Setting up a system of this type is not trivial. To do this successfully, you need to make sure that all the commands you need to issue and the configuration files you need to create are exactly what they must be. One typo or one extra space somewhere (that's what always gets me) can stop the system from working. The system logs will come in handy when you run it the first time. I suggest using 'tail -f' to monitor your postfix 'maillog' file, your mysql.log file and your messages file. All can be found in /var/log/.

You can get the needed packages at the following places (at the time of this writing).

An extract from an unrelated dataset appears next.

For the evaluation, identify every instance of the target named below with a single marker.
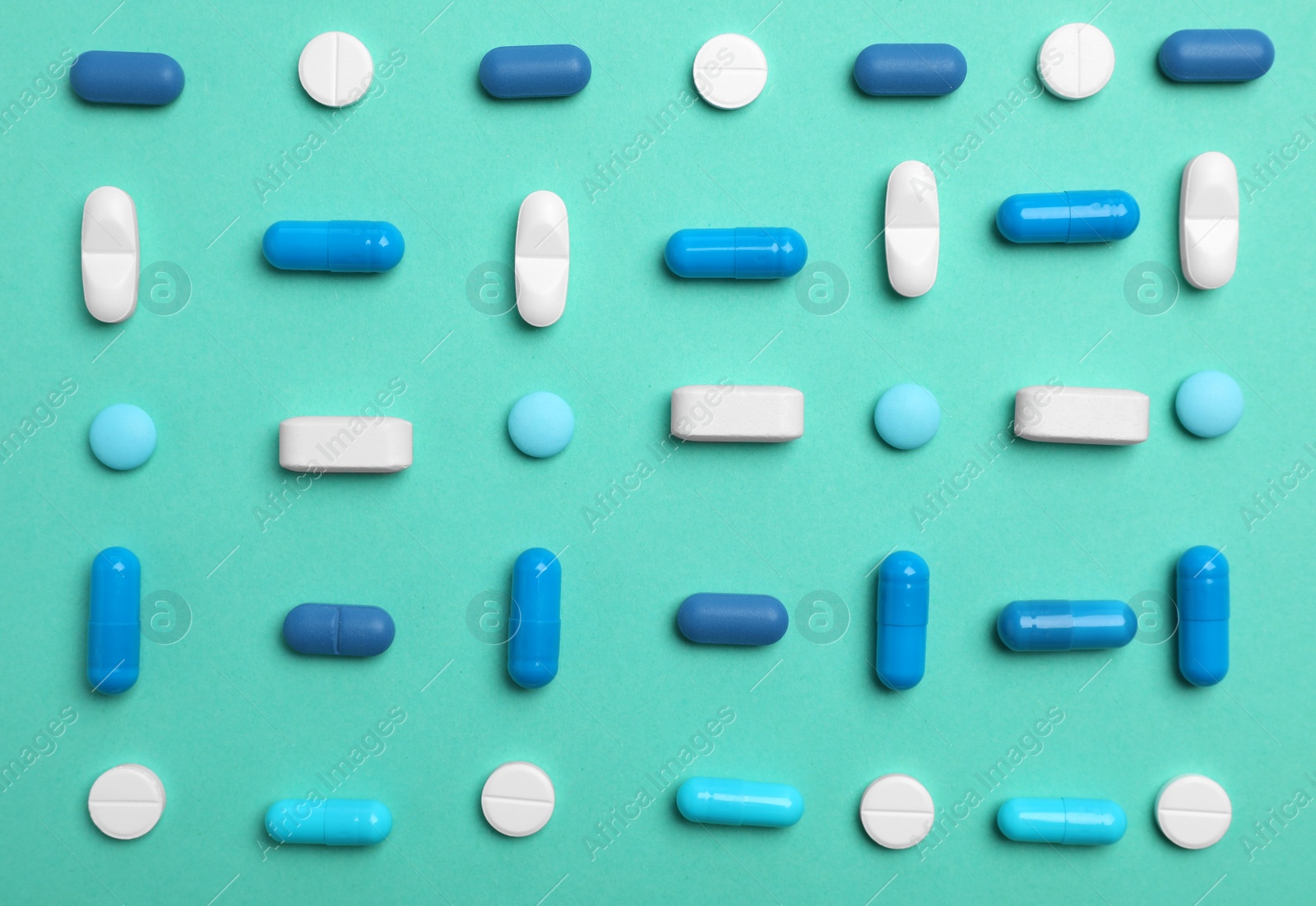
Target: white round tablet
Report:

  • Cyrus SASL: ftp://ftp.andrew.cmu.edu/pub/cyrus-mail/

  • Postfix: http://www.postfix.org/download.html

  • Courier IMAP: http://www.courier-mta.org/

  • Squirrelmail: http://squirrelmail.org/

As I mentioned, I used the MySQL packages installed by default with Fedora Core. The other packages need to be installed from source because, with the exception of some Debian packages, I have not found packaged binaries for the others with MySQL support compiled in. At any rate, compiling from source is not difficult and we'll take it step by step and deal with the special options we need to give when we're configuring the source code.

First, you should create a directory somewhere to untar the packages and keep the source code. It's important that the untarring and the configuration of the source code be done as a normal user. Do not do this as 'root'. In fact, Courier-IMAP will complain and tell you to go back and untar the package in a new directory. In the end, the final install will be done as 'root', but everything leading up to that must be done while logged in as a normal user.

Warning

I know I've said this before, but it bears repeating. You shouldn't be doing these first steps as 'root', OK? Now, I won't say it again!